Urotensin II is a cyclic undecapeptide which activates the GPR14 receptor and exerts potent vasoconstrictor effects in some species of fish and mammals. The present study intended to investigate isolated vessels from various species in an attempt to find sensitive preparations to be used in studies of the human urotensin (hU-II)/GPR14 system. Contractile responses evoked by noradrenaline (NA), angiotensin II (Ang II), endothelin 1 (ET-1) and hU-II were measured in large vessels (aorta and some large arteries and veins) of rats, guinea pigs, rabbits, pigs and humans.
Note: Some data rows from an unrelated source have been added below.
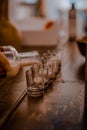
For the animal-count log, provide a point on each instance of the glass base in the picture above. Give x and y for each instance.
(35, 91)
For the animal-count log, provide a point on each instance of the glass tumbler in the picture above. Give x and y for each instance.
(34, 79)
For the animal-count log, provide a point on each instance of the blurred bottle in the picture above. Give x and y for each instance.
(72, 23)
(9, 35)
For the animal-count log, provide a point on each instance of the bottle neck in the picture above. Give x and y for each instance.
(4, 9)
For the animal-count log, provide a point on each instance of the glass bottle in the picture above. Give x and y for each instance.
(72, 23)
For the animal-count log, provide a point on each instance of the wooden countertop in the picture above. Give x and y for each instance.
(60, 108)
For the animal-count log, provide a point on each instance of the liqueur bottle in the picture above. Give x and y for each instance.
(72, 23)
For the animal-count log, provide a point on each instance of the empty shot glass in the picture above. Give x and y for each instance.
(35, 86)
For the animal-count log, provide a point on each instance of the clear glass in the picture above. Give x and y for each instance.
(34, 79)
(18, 60)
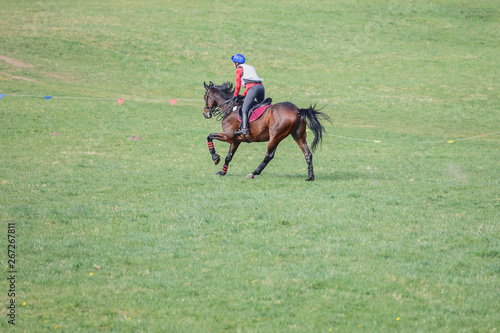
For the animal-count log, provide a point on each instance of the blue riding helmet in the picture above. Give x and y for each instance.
(238, 58)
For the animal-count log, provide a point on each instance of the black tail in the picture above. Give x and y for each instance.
(313, 117)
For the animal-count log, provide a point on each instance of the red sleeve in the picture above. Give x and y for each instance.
(237, 75)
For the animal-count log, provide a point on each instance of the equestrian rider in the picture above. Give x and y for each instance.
(254, 89)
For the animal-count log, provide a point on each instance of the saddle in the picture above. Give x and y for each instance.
(265, 102)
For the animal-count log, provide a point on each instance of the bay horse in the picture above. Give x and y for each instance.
(275, 124)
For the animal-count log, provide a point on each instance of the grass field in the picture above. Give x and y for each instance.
(399, 232)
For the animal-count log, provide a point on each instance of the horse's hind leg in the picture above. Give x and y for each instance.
(301, 141)
(271, 149)
(232, 149)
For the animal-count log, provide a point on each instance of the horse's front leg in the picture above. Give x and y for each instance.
(210, 142)
(232, 149)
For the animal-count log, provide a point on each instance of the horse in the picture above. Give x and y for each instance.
(274, 125)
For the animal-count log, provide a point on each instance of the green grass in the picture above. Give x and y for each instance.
(397, 235)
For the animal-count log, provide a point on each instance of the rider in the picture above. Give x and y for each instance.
(254, 89)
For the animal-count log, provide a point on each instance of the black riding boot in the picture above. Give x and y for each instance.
(244, 124)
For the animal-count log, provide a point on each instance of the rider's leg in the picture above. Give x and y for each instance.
(257, 93)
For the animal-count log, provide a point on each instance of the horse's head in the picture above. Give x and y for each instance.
(210, 102)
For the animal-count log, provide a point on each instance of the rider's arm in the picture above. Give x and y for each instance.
(237, 75)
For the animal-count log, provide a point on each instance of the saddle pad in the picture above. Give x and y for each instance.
(256, 113)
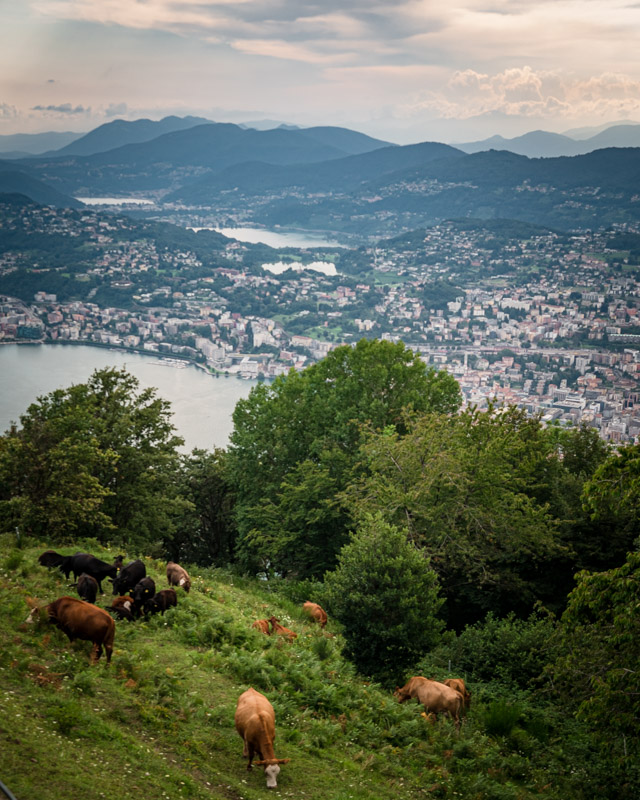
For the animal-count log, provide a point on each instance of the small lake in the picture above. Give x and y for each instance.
(325, 267)
(115, 201)
(202, 405)
(275, 238)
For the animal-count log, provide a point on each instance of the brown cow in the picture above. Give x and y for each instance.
(434, 696)
(262, 625)
(256, 723)
(178, 576)
(280, 630)
(315, 612)
(80, 620)
(459, 686)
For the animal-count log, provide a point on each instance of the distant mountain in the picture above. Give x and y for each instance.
(170, 160)
(253, 178)
(536, 144)
(542, 144)
(35, 143)
(13, 181)
(120, 132)
(593, 130)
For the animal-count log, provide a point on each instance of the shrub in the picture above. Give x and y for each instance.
(391, 586)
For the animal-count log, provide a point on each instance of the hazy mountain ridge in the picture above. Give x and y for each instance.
(543, 144)
(120, 132)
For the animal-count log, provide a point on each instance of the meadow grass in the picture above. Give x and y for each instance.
(158, 721)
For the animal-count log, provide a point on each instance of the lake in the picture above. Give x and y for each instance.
(202, 405)
(115, 201)
(275, 238)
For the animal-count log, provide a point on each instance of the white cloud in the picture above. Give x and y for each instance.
(522, 91)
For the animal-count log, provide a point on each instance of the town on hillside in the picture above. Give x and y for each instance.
(518, 314)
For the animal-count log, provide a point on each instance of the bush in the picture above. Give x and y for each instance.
(511, 651)
(390, 586)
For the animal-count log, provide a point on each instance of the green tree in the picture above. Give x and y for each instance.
(206, 532)
(103, 450)
(464, 487)
(612, 498)
(600, 636)
(307, 426)
(385, 594)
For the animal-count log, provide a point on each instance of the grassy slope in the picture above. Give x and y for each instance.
(158, 722)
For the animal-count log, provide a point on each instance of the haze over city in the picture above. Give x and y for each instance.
(406, 71)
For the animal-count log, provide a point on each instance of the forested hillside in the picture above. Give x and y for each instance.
(443, 543)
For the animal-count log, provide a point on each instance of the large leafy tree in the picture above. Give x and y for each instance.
(385, 594)
(600, 638)
(205, 531)
(295, 446)
(98, 458)
(464, 487)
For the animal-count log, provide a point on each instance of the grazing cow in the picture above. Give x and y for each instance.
(122, 607)
(85, 562)
(459, 686)
(87, 588)
(129, 576)
(262, 625)
(80, 620)
(142, 591)
(316, 612)
(160, 601)
(280, 630)
(435, 697)
(178, 576)
(51, 559)
(256, 723)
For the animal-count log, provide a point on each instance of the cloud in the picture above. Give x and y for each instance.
(8, 111)
(116, 110)
(63, 108)
(521, 91)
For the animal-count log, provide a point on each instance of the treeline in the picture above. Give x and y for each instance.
(432, 534)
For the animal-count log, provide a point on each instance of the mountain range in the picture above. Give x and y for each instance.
(337, 179)
(542, 144)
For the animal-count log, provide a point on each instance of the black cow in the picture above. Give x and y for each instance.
(129, 576)
(142, 591)
(161, 601)
(87, 588)
(84, 562)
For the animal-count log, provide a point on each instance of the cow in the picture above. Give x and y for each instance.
(80, 620)
(262, 625)
(315, 612)
(178, 576)
(87, 588)
(85, 562)
(280, 630)
(122, 607)
(51, 559)
(134, 572)
(255, 721)
(435, 697)
(459, 686)
(161, 601)
(143, 590)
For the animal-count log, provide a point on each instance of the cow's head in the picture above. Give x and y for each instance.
(272, 769)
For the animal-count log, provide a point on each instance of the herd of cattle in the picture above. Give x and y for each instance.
(254, 716)
(82, 619)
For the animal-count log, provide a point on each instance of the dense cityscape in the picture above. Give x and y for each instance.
(518, 314)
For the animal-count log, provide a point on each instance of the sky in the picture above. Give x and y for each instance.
(404, 71)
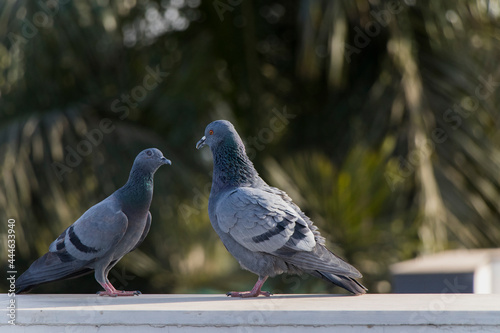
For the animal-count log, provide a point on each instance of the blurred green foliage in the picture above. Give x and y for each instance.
(379, 118)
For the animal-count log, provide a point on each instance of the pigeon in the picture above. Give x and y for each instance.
(103, 234)
(260, 225)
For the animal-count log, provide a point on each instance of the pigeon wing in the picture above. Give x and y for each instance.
(94, 234)
(144, 233)
(262, 222)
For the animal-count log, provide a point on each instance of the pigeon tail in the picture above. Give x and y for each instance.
(342, 281)
(50, 268)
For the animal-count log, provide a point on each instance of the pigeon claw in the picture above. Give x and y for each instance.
(247, 294)
(119, 293)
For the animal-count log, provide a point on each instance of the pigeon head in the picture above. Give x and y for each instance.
(232, 167)
(218, 132)
(150, 160)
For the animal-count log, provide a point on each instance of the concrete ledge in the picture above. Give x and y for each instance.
(279, 313)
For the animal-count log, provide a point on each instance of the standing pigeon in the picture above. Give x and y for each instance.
(260, 225)
(103, 234)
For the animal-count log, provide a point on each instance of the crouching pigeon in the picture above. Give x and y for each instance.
(260, 225)
(103, 234)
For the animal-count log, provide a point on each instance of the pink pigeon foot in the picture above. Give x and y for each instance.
(255, 292)
(112, 292)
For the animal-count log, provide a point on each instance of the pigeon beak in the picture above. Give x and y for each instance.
(201, 143)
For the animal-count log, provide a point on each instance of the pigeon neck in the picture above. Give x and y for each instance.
(138, 191)
(232, 167)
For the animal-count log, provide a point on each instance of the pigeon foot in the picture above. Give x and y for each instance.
(246, 294)
(255, 292)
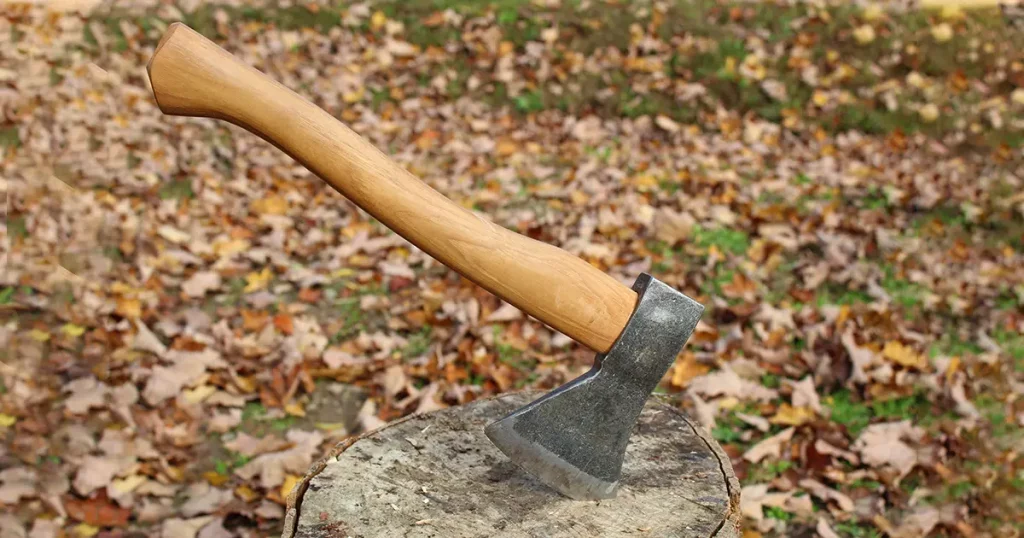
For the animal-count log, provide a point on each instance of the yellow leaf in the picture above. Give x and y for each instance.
(728, 403)
(128, 484)
(793, 416)
(942, 32)
(257, 281)
(227, 248)
(129, 307)
(295, 409)
(273, 205)
(903, 356)
(872, 12)
(645, 181)
(342, 273)
(863, 34)
(951, 12)
(215, 479)
(195, 396)
(247, 384)
(290, 482)
(579, 198)
(246, 493)
(685, 369)
(73, 330)
(929, 113)
(85, 530)
(819, 98)
(377, 21)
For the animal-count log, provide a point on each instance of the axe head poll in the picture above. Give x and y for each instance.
(573, 439)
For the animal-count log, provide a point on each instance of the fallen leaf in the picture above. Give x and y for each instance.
(825, 493)
(754, 498)
(864, 34)
(178, 528)
(257, 281)
(942, 32)
(727, 382)
(86, 394)
(97, 511)
(804, 394)
(824, 530)
(885, 445)
(686, 368)
(904, 356)
(250, 446)
(272, 467)
(289, 485)
(204, 498)
(769, 447)
(15, 484)
(201, 283)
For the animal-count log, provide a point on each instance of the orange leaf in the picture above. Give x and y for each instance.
(309, 295)
(130, 308)
(284, 323)
(215, 479)
(903, 356)
(793, 416)
(97, 511)
(253, 320)
(685, 369)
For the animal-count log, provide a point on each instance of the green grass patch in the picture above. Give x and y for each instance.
(9, 137)
(951, 345)
(838, 294)
(726, 240)
(856, 530)
(766, 471)
(913, 407)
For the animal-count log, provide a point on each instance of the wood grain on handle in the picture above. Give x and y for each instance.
(192, 76)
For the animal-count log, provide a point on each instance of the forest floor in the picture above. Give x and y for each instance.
(188, 318)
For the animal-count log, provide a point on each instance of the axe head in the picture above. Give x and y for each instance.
(573, 438)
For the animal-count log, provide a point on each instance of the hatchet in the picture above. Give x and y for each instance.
(572, 439)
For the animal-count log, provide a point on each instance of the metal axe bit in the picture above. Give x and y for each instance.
(574, 438)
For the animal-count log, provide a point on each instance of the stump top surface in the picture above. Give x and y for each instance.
(437, 476)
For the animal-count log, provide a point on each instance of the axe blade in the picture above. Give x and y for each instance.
(573, 438)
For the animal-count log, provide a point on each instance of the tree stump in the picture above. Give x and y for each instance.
(437, 476)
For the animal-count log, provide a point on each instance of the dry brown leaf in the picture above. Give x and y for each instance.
(887, 445)
(273, 466)
(769, 447)
(686, 368)
(904, 356)
(793, 416)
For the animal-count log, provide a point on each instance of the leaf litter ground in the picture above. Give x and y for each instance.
(189, 319)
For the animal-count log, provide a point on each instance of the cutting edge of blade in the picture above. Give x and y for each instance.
(546, 465)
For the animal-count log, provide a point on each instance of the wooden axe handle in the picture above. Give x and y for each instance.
(192, 76)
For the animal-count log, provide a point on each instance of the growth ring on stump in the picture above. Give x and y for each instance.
(437, 476)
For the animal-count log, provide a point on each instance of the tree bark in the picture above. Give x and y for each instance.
(437, 476)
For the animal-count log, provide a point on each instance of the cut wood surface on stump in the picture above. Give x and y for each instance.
(437, 476)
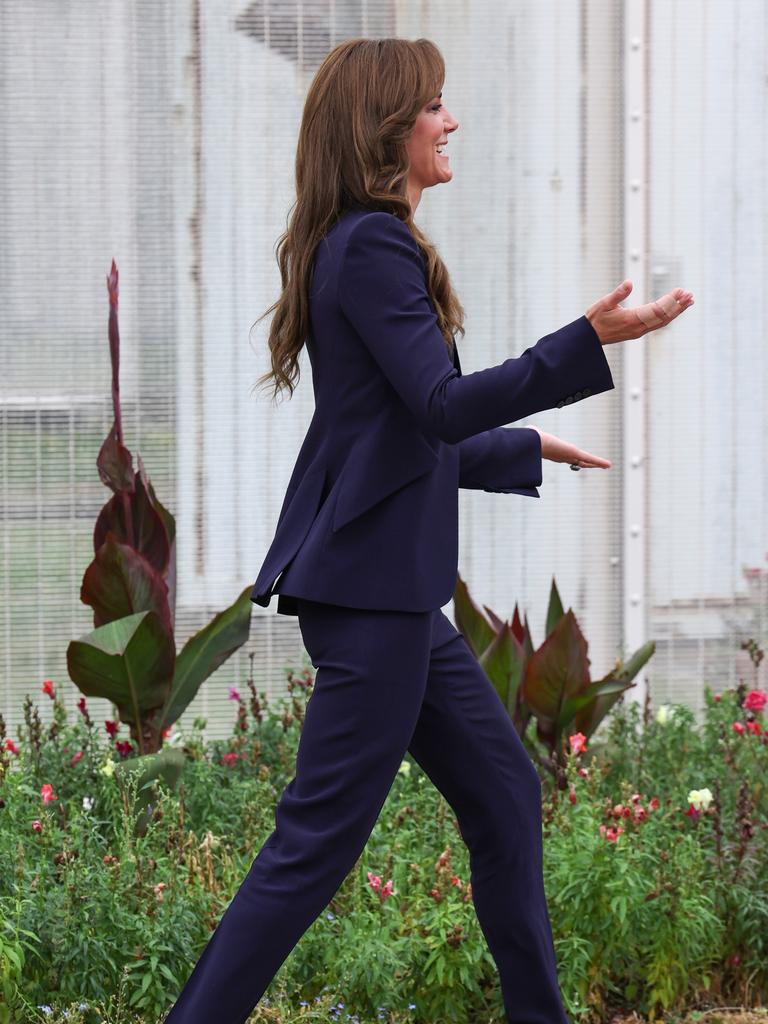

Relaxing effects of hU-II, bradykinin (BK) and substance P (SP) were measured in pig coronary arteries contracted with KCl 30 mM. The rat mesenteric vasculature was investigated from the arterial and venous site to establish the function of ET-1 and hU-II receptors. Results indicate that the only preparation showing high sensitivity to hU-II (pEC(50)=8.27) is the rat aorta, whose contractions in response to hU-II develop slowly and persist for hours, similar to those of ET-1 (pEC(50)=8.35). Effects of NA (pEC(50)=8.12) and Ang II (pEC(50)=7.95) develop and reverse more rapidly. Tissues treated with ET-1 and hU-II show marked desensitization, in contrast to those treated with NA. Specific antagonists for alpha(1) (prazosin, p A(2)=10.46), AT(1) (EXP 3174, p A(2)=10.20), 5HT(2) (ketanserine, p A(2)=8.61) and ET(A)-ET(B) (bosentan, p A(2)=6.88) receptors were shown to block the effects of the respective agonists, while being inactive against hU-II. In some vessels, hU-II behaved as an highly potent but scarcely effective contractile agent. It is concluded that: the hU-II/GPR14 is not a functional contractile system in vessels of several species, in contrast with NA/alpha(1), Ang II/AT(1), 5HT/5HT(2) and ET-1/ET(A)-ET(B). The rat aorta appears however to be a sensitive and reliable preparation for evaluating biological activities of hU-II and related peptides.